Photo of children watching a performance
Likely Story, Night Out
Photo: 

Betina Skovbro

Arts attendance and participation by young people in Wales has shown considerable growth in 2013, with 77% of children and young people in Wales having attended at least one of eight artforms – an increase of 5.8 percentage points on 2012 and the highest level since the Arts Council of Wales started measuring arts engagement in 2007. If carnival and street arts are included, 85% of 7–18 year olds now attend an arts event once a year or more.

These findings, published in ACW’s 2013 Children’s Omnibus Survey, have been generated from a Wales-wide survey among more than 1,000 young people. The report reveals that girls continue to attend the arts more than boys, but a big increase in levels of attendance among boys has narrowed that gap to 4.3 percentage points. The change is particularly marked in relation to attending plays: in 2012 girls were much more likely to do so than boys, but the gap between the two has now narrowed to only 2 percentage points.

The gap between social grades has also narrowed and researchers conclude that this “perhaps is becoming less of a factor than in previous years”. Children from the higher ABC1 social grades are still more likely to attend arts events than their C2DE counterparts; the 6.1 percentage point gap between the two groups increased slightly on 2012’s figure, but this follows a dramatic fall from 2011’s 13.1 percentage point difference.
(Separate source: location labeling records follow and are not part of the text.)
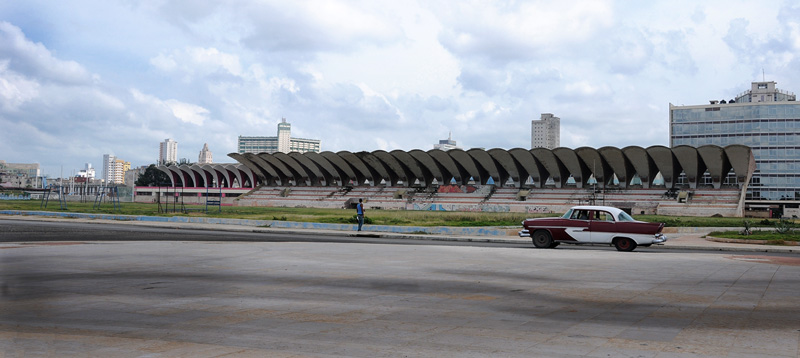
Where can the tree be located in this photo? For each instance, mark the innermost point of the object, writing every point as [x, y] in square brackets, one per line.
[153, 177]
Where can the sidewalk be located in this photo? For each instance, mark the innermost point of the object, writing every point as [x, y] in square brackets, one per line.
[683, 241]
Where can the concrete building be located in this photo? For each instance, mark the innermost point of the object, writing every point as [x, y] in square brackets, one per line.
[87, 172]
[168, 151]
[19, 175]
[763, 118]
[546, 132]
[282, 143]
[447, 144]
[205, 156]
[114, 169]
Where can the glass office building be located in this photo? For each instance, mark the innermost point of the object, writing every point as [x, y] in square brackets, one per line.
[765, 119]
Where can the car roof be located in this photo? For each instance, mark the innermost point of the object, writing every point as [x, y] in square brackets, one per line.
[611, 209]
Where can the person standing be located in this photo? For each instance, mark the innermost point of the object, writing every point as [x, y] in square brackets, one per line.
[360, 213]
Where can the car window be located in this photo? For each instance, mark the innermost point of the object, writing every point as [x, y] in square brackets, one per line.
[580, 214]
[623, 216]
[603, 216]
[568, 214]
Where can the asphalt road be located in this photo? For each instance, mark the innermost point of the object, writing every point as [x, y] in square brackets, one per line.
[71, 289]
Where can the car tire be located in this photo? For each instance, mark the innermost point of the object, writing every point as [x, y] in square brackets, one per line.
[542, 239]
[625, 244]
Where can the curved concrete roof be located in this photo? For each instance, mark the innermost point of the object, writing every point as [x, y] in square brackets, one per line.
[530, 166]
[691, 163]
[618, 164]
[580, 173]
[557, 170]
[666, 163]
[193, 175]
[643, 165]
[518, 165]
[717, 163]
[507, 166]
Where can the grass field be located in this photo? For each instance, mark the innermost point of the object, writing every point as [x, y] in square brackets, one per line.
[378, 217]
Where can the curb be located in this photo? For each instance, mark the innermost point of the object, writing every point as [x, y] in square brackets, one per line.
[265, 226]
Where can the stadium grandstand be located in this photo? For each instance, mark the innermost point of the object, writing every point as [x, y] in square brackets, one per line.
[683, 180]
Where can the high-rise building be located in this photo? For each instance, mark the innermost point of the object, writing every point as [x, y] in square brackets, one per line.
[205, 156]
[546, 132]
[283, 142]
[114, 169]
[764, 118]
[167, 151]
[446, 144]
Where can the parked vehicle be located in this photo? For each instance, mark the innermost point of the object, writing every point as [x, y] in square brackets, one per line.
[593, 225]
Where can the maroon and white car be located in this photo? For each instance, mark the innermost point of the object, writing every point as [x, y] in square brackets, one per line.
[593, 225]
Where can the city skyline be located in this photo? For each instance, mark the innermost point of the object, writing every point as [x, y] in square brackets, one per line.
[366, 76]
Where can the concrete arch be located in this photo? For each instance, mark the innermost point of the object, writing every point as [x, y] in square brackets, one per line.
[424, 159]
[691, 163]
[666, 163]
[300, 175]
[255, 169]
[574, 164]
[272, 176]
[362, 172]
[448, 166]
[742, 161]
[345, 171]
[484, 160]
[619, 163]
[716, 162]
[596, 165]
[397, 172]
[555, 168]
[330, 172]
[413, 167]
[283, 172]
[507, 165]
[465, 161]
[314, 171]
[642, 164]
[529, 167]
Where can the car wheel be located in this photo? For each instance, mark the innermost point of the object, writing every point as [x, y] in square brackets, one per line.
[625, 244]
[542, 239]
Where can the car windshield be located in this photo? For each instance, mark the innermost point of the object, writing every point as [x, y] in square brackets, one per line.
[623, 216]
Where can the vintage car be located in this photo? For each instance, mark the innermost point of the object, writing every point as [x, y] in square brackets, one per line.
[593, 225]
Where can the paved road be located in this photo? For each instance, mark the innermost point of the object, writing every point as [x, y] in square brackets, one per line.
[290, 298]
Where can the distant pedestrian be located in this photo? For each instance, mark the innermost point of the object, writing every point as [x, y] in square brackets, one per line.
[360, 213]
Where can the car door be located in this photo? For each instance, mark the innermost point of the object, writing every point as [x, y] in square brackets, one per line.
[578, 225]
[602, 226]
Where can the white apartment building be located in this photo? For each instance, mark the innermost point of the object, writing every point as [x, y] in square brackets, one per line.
[205, 156]
[168, 151]
[546, 132]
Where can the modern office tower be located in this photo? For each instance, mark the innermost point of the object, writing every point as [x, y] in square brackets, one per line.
[167, 152]
[205, 156]
[546, 132]
[447, 144]
[283, 142]
[764, 118]
[114, 169]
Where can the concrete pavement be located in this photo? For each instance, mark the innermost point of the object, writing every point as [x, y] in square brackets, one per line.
[678, 238]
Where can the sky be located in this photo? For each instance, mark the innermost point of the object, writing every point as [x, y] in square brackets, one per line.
[83, 78]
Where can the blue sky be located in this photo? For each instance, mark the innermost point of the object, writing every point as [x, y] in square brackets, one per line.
[80, 79]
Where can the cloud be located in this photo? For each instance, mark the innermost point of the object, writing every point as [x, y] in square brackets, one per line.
[24, 56]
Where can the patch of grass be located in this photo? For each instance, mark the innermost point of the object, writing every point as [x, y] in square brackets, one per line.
[376, 217]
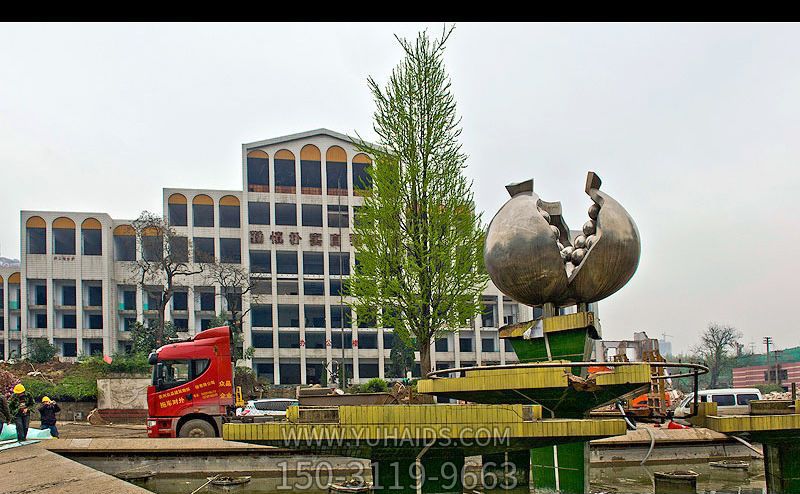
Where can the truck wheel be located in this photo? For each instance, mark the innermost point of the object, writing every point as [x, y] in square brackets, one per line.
[196, 428]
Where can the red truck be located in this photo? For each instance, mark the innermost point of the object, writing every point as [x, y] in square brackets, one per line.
[192, 389]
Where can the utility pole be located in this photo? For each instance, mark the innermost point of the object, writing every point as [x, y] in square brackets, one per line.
[768, 342]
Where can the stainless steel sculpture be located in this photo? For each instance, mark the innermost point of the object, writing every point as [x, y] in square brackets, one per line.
[531, 255]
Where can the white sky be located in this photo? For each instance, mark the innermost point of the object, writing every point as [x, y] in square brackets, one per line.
[693, 128]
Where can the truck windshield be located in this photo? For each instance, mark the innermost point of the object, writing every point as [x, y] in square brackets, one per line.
[171, 373]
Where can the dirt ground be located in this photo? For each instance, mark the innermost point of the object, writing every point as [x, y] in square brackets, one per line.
[75, 430]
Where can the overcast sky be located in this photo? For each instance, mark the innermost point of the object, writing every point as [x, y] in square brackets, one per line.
[694, 128]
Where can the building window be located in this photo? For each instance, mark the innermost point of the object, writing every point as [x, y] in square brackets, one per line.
[202, 211]
[336, 174]
[229, 216]
[361, 177]
[261, 316]
[288, 316]
[312, 214]
[287, 287]
[314, 288]
[338, 217]
[337, 335]
[179, 249]
[315, 339]
[489, 314]
[289, 340]
[315, 316]
[177, 214]
[285, 214]
[366, 321]
[40, 295]
[124, 247]
[336, 287]
[207, 301]
[64, 241]
[337, 312]
[92, 237]
[262, 339]
[260, 287]
[260, 261]
[258, 213]
[230, 250]
[69, 349]
[152, 247]
[69, 321]
[37, 240]
[41, 321]
[258, 171]
[310, 177]
[313, 263]
[95, 321]
[180, 301]
[128, 300]
[339, 263]
[368, 341]
[286, 261]
[204, 249]
[367, 371]
[68, 295]
[284, 175]
[95, 298]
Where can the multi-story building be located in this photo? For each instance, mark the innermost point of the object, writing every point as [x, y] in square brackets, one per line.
[289, 227]
[10, 316]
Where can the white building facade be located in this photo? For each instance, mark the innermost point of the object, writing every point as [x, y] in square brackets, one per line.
[289, 227]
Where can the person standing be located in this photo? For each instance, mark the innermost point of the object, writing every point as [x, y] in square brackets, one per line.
[20, 406]
[48, 412]
[5, 413]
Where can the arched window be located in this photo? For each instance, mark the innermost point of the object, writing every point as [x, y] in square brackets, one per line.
[176, 210]
[124, 243]
[92, 237]
[310, 170]
[284, 172]
[336, 171]
[362, 181]
[229, 212]
[257, 171]
[64, 236]
[202, 211]
[37, 235]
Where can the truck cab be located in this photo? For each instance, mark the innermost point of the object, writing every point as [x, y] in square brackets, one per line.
[192, 388]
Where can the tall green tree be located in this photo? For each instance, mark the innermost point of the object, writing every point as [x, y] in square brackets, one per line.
[419, 238]
[716, 343]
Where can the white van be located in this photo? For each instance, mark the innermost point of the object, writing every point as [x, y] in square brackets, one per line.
[730, 401]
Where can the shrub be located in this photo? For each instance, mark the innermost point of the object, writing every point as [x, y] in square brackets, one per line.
[7, 382]
[769, 388]
[374, 385]
[41, 351]
[121, 363]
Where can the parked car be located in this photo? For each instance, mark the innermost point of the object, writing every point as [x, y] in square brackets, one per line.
[271, 407]
[730, 401]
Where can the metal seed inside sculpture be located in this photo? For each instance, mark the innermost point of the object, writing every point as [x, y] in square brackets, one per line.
[532, 256]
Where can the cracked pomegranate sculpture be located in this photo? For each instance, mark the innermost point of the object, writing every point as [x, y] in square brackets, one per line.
[532, 257]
Children from both socio economic groups are more likely to attend the arts compared with adults.

Growth has also been recorded in arts participation among young people, reaching 84% – the highest level of participation since the survey began and a reversal of the slight fall recorded in 2012. Older children (16-18 year olds) were less likely to participate in an artistic activity in 2013 compared to younger children, 60% doing so once a year or more often in comparison to 94% of 7-10 year olds. Girls were slightly more likely than boys to participate in the arts in 2013, but gender has less of an impact on participation than attendance. Creative writing was the most popular participatory arts activity in 2013, closely followed by visual arts and crafts, but all artforms experienced some level of increase from the previous year. Digital arts activities is one of few areas of arts participation where boys are more active than girls.
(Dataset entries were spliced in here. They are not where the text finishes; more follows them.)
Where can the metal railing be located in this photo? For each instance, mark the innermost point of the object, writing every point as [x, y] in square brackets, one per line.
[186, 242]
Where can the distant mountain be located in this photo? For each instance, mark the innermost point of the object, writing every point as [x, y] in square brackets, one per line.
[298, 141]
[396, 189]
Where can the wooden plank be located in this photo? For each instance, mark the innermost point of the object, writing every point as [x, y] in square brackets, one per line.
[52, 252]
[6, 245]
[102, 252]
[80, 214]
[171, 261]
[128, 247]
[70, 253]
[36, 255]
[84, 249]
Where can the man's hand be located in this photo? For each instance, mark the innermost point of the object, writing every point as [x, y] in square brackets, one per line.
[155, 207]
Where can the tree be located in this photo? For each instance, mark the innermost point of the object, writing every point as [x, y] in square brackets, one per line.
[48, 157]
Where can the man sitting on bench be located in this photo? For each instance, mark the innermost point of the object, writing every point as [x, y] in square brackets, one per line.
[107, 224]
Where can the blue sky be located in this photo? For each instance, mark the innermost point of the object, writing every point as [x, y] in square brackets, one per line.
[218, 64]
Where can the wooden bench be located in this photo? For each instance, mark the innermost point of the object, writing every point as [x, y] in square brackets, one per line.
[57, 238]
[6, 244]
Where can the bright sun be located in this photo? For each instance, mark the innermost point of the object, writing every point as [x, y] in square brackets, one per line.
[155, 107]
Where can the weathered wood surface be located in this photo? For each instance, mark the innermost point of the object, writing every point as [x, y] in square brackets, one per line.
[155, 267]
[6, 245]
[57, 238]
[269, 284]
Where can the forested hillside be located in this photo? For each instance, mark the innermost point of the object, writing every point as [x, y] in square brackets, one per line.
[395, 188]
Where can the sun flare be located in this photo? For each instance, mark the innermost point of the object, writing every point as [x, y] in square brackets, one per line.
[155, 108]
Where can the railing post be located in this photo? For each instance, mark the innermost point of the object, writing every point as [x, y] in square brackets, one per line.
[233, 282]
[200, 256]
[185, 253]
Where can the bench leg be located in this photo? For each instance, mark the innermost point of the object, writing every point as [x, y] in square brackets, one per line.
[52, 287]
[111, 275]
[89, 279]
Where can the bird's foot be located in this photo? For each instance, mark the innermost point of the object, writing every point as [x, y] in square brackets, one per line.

The findings among young people contrast with those in the Wales Omnibus survey, a similar study among 1,000 Welsh adults. Three-quarters of those surveyed attended at least one arts event last year – a fall of one percentage point on 2012 – although when cinema is excluded from the list of artforms just over two-thirds (68%) attended one of the remaining artforms at least once, which is a marginal increase on 2012. Rather than showing growth, the report concludes that the long-term trend “shows a very consistent picture of arts attendance across the past three years”. Figures for adult participation in the arts, however, show some evidence of decline: 33% of Welsh adults reported participating in artistic activities at least once, 4.5 percentage points lower than last year’s all-time high.